AI tools can again, easily create the text for these sorts of interactions.
Sure while a more trained Infrastructure Engineer might be able to spot little quirks or issues in the content upon more detailed scrutiny, could this sort of content pass the first glance?
Unfortunately, I believe the answer is yes. A problematic scenario I imagine is an attacker, armed with cursory knowledge and basic wordsmithing skills being able to use a tool like ChatGPT to pass the Friend or Foe (or peer) test. Attackers can use these tools to aid in interactions and more easily masquerade as a member of an industry towards gain access to a professional network and exploitation of the people therein. The worst-case scenario is if the attacker was not even in the loop after start and where a program could be written to script content and interactions using ChatGPT. Essentially, imagine the existing problem that exists at scale with low-effort bots, and combine that with the power of ChatGPT.
Seemingly overnight, these AI tools have just become a new tool for attackers to utilize.
But it’s not all doom and gloom. In fact within a couple of weeks there are already tools being created to detect AI generated posts, some using AI themselves. An example of this being: GPTZero.
But as with any security posture, I believe the defence is not just one – tool, but a layered approach.
How can I strengthen my security posture against social engineering?
Do not accept interactions from anyone that’s not a friend or a friend of friend.
If you receive a friend request from someone that appears to be associated by another connection – do a a casual reference check. “Hey do you know this person?”

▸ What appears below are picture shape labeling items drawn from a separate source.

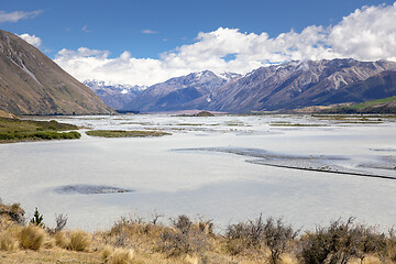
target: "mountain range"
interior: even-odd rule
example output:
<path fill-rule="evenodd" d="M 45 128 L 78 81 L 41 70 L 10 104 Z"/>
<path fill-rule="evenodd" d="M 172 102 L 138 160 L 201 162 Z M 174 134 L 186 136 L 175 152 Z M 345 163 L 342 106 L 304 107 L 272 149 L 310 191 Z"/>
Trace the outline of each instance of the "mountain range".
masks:
<path fill-rule="evenodd" d="M 352 58 L 294 61 L 244 76 L 204 70 L 151 87 L 98 80 L 82 85 L 36 47 L 0 31 L 0 111 L 12 114 L 107 114 L 114 112 L 111 107 L 141 112 L 293 111 L 393 96 L 396 63 Z M 382 108 L 387 106 L 393 103 Z"/>
<path fill-rule="evenodd" d="M 396 63 L 351 58 L 288 62 L 244 76 L 205 70 L 140 89 L 118 107 L 141 112 L 290 111 L 396 96 L 395 76 Z"/>
<path fill-rule="evenodd" d="M 114 112 L 36 47 L 1 30 L 0 110 L 13 114 Z"/>
<path fill-rule="evenodd" d="M 82 84 L 113 109 L 123 109 L 146 88 L 145 86 L 119 85 L 95 79 L 84 80 Z"/>

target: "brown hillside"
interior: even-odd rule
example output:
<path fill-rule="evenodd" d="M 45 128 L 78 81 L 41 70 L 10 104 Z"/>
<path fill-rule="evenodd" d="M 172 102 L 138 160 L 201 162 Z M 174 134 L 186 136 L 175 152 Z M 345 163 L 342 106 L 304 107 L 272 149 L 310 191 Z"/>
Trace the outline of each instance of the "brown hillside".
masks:
<path fill-rule="evenodd" d="M 37 48 L 1 30 L 0 110 L 13 114 L 113 112 Z"/>

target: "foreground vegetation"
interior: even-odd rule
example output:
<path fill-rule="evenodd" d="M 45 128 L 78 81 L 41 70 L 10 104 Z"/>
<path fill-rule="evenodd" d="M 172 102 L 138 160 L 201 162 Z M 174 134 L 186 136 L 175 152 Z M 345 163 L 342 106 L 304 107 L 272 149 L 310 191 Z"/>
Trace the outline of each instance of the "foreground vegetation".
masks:
<path fill-rule="evenodd" d="M 315 231 L 294 230 L 282 219 L 260 216 L 215 233 L 211 220 L 186 216 L 158 223 L 121 218 L 110 230 L 65 231 L 44 223 L 36 209 L 25 224 L 18 204 L 0 205 L 1 263 L 395 263 L 396 235 L 378 232 L 354 219 L 332 221 Z"/>
<path fill-rule="evenodd" d="M 163 136 L 169 135 L 163 131 L 124 131 L 124 130 L 90 130 L 86 132 L 87 135 L 101 138 L 146 138 L 146 136 Z"/>
<path fill-rule="evenodd" d="M 76 131 L 74 124 L 58 123 L 51 121 L 33 121 L 0 118 L 0 143 L 36 141 L 36 140 L 72 140 L 81 135 Z"/>

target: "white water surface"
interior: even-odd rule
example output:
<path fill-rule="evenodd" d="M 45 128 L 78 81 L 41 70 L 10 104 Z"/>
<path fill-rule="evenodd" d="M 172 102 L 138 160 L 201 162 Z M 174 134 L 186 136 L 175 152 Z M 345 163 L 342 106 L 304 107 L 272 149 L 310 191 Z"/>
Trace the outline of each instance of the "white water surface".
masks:
<path fill-rule="evenodd" d="M 396 223 L 394 179 L 246 162 L 263 161 L 257 152 L 271 153 L 271 163 L 300 167 L 316 166 L 316 158 L 323 157 L 320 164 L 334 169 L 396 178 L 394 119 L 382 118 L 383 123 L 338 123 L 310 116 L 51 119 L 86 128 L 80 130 L 81 140 L 0 145 L 0 198 L 6 204 L 20 202 L 28 218 L 37 207 L 48 226 L 54 224 L 55 213 L 68 216 L 68 228 L 98 230 L 109 228 L 121 216 L 151 220 L 154 212 L 164 215 L 163 222 L 182 213 L 213 219 L 220 230 L 260 213 L 283 217 L 304 230 L 349 217 L 384 230 Z M 86 135 L 88 128 L 155 129 L 172 135 L 101 139 Z M 228 153 L 240 150 L 244 152 Z M 253 155 L 245 155 L 246 150 Z M 312 160 L 295 161 L 294 156 Z M 69 185 L 106 185 L 132 191 L 57 191 Z"/>

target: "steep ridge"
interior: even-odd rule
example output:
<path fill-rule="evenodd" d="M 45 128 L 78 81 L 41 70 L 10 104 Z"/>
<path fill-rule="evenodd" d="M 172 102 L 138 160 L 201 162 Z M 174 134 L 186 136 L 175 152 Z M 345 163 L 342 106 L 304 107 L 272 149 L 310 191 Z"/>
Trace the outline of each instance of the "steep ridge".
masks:
<path fill-rule="evenodd" d="M 205 108 L 227 112 L 274 111 L 394 96 L 396 87 L 354 86 L 384 70 L 396 70 L 396 63 L 323 59 L 262 67 L 216 89 L 216 96 Z"/>
<path fill-rule="evenodd" d="M 95 95 L 113 109 L 123 109 L 130 105 L 146 87 L 110 84 L 102 80 L 85 80 Z"/>
<path fill-rule="evenodd" d="M 208 95 L 238 76 L 230 73 L 221 76 L 205 70 L 172 78 L 148 87 L 124 109 L 144 112 L 195 109 L 200 106 L 200 101 L 195 103 L 195 100 L 210 101 Z"/>
<path fill-rule="evenodd" d="M 13 114 L 113 113 L 88 87 L 6 31 L 0 31 L 0 110 Z"/>

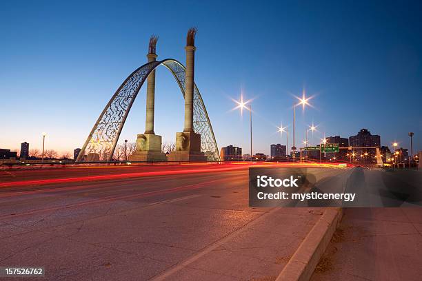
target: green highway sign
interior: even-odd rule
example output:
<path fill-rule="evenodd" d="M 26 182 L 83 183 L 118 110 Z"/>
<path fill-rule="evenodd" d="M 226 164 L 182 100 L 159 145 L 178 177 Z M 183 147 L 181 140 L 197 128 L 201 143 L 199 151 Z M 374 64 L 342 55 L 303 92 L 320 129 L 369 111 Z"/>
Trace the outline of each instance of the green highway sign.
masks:
<path fill-rule="evenodd" d="M 321 145 L 321 152 L 339 152 L 339 143 L 325 143 Z"/>

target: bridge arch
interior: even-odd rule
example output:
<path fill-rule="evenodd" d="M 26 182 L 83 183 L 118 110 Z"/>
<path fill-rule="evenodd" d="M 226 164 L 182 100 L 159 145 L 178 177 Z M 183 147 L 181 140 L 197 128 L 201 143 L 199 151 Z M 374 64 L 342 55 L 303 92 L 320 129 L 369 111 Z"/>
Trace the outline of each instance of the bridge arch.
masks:
<path fill-rule="evenodd" d="M 159 65 L 164 65 L 174 76 L 185 96 L 185 67 L 179 61 L 168 59 L 152 61 L 135 70 L 117 89 L 104 107 L 91 129 L 78 157 L 81 162 L 88 153 L 97 153 L 100 160 L 110 161 L 112 158 L 120 133 L 125 124 L 132 105 L 148 75 Z M 220 154 L 210 122 L 208 114 L 194 84 L 194 131 L 201 134 L 201 151 L 210 161 L 219 161 Z"/>

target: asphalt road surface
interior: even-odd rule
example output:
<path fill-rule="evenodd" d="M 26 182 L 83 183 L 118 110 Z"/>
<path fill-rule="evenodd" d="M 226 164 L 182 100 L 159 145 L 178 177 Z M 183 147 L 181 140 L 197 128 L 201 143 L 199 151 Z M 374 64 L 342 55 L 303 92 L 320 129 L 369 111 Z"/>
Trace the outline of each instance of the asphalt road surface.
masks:
<path fill-rule="evenodd" d="M 309 169 L 316 180 L 350 171 Z M 52 280 L 273 280 L 323 211 L 248 207 L 241 165 L 3 170 L 0 180 L 0 266 L 43 267 Z"/>

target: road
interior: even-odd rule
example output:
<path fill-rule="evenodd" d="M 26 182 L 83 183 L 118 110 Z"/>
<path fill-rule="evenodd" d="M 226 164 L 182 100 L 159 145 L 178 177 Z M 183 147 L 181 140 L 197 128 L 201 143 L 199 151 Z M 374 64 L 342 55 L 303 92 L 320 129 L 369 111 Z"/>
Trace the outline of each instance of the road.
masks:
<path fill-rule="evenodd" d="M 421 280 L 421 170 L 355 170 L 349 187 L 361 194 L 358 205 L 391 207 L 345 208 L 311 280 Z"/>
<path fill-rule="evenodd" d="M 248 168 L 1 171 L 0 266 L 53 280 L 274 279 L 323 209 L 249 208 Z"/>

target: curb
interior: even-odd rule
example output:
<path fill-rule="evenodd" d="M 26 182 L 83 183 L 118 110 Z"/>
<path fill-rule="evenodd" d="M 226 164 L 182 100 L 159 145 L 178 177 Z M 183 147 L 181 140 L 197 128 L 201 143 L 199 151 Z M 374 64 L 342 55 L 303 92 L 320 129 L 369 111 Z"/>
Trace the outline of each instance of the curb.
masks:
<path fill-rule="evenodd" d="M 340 224 L 343 209 L 327 208 L 276 281 L 309 280 Z"/>

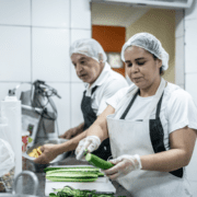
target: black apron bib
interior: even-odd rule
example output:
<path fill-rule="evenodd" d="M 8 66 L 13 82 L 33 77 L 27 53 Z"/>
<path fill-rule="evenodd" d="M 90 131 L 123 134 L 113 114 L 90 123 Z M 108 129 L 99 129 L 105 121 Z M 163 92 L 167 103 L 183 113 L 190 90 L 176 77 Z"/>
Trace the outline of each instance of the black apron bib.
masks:
<path fill-rule="evenodd" d="M 97 86 L 94 86 L 92 89 L 91 95 L 95 92 Z M 83 99 L 81 102 L 81 111 L 83 113 L 83 119 L 84 119 L 84 127 L 83 130 L 86 130 L 97 118 L 96 114 L 92 109 L 92 101 L 90 96 L 85 96 L 85 92 L 83 92 Z M 103 160 L 107 160 L 111 155 L 111 144 L 109 139 L 105 139 L 97 150 L 92 152 L 93 154 L 102 158 Z"/>
<path fill-rule="evenodd" d="M 140 91 L 138 90 L 137 93 L 134 95 L 134 97 L 130 101 L 129 105 L 127 106 L 126 111 L 121 115 L 120 119 L 125 119 L 126 115 L 128 114 L 129 109 L 131 108 L 139 92 Z M 150 125 L 150 139 L 151 139 L 151 143 L 152 143 L 152 148 L 155 153 L 166 151 L 164 142 L 163 142 L 164 131 L 163 131 L 163 127 L 162 127 L 162 124 L 160 120 L 160 111 L 161 111 L 162 100 L 163 100 L 163 94 L 157 105 L 155 119 L 149 120 L 150 121 L 150 124 L 149 124 Z M 183 167 L 172 171 L 170 173 L 173 174 L 174 176 L 183 177 Z"/>

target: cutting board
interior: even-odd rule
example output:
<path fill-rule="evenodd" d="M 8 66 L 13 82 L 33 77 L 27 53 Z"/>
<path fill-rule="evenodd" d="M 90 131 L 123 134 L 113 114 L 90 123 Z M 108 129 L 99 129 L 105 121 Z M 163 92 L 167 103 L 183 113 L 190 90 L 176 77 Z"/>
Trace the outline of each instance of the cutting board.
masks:
<path fill-rule="evenodd" d="M 78 167 L 78 166 L 91 166 L 91 165 L 53 165 L 51 167 Z M 89 189 L 104 193 L 116 193 L 116 188 L 111 183 L 108 177 L 99 177 L 95 182 L 51 182 L 46 179 L 45 184 L 45 196 L 49 196 L 50 193 L 54 193 L 53 188 L 62 188 L 65 186 L 73 187 L 74 189 Z"/>

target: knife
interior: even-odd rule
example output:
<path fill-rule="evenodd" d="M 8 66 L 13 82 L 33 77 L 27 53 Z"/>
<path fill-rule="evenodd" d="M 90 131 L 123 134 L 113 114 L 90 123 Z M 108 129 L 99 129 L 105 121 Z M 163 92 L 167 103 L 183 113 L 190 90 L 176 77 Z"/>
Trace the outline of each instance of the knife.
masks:
<path fill-rule="evenodd" d="M 77 160 L 81 160 L 83 157 L 85 157 L 88 153 L 88 149 L 81 151 L 78 155 L 77 155 Z"/>

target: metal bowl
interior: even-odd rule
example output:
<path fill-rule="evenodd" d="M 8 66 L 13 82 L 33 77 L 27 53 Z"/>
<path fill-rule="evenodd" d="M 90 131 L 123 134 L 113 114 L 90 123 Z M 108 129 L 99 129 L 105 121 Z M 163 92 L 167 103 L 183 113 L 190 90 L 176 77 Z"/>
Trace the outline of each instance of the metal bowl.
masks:
<path fill-rule="evenodd" d="M 26 152 L 24 152 L 23 157 L 33 162 L 35 160 L 35 158 L 28 155 L 28 153 L 31 153 L 33 149 L 36 149 L 44 144 L 60 144 L 66 141 L 68 141 L 68 139 L 57 138 L 57 139 L 49 139 L 49 140 L 43 141 L 43 142 L 38 142 L 38 143 L 34 144 L 33 147 L 31 147 Z M 63 159 L 67 158 L 68 154 L 69 154 L 69 152 L 63 152 L 63 153 L 59 154 L 57 158 L 55 158 L 53 161 L 50 161 L 49 164 L 62 161 Z"/>

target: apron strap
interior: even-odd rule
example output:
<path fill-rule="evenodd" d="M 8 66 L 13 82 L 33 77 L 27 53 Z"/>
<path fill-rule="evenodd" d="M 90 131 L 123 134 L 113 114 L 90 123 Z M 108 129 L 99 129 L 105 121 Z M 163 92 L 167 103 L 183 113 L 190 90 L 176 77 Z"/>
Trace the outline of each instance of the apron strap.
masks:
<path fill-rule="evenodd" d="M 119 119 L 125 119 L 125 117 L 127 116 L 130 107 L 132 106 L 137 95 L 139 94 L 140 90 L 138 89 L 138 91 L 136 92 L 136 94 L 134 95 L 132 100 L 130 101 L 129 105 L 127 106 L 126 111 L 124 112 L 124 114 L 121 115 L 121 117 Z"/>
<path fill-rule="evenodd" d="M 164 92 L 163 92 L 163 93 L 164 93 Z M 160 97 L 160 101 L 159 101 L 158 106 L 157 106 L 155 118 L 159 118 L 159 117 L 160 117 L 160 111 L 161 111 L 162 100 L 163 100 L 163 94 L 162 94 L 162 96 Z"/>
<path fill-rule="evenodd" d="M 95 92 L 96 89 L 97 89 L 97 85 L 95 85 L 95 86 L 92 89 L 91 95 Z"/>

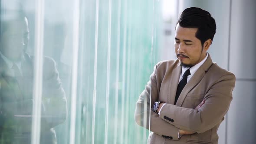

If on a less personal network, check the quality of the interactions. (Do these comments make sense? Do they appear to have relevant context?) Perhaps run that content through a tool like GPTZero.
Directly reach-out to them to assess validity.
Social Engineering capitalizes on our human tendency to want to connect with others without scrutinizing every detail. The best guard against this is to maintain vigilence, defend in depth and perhaps use the very same technologies (AI) to fight fire with fire.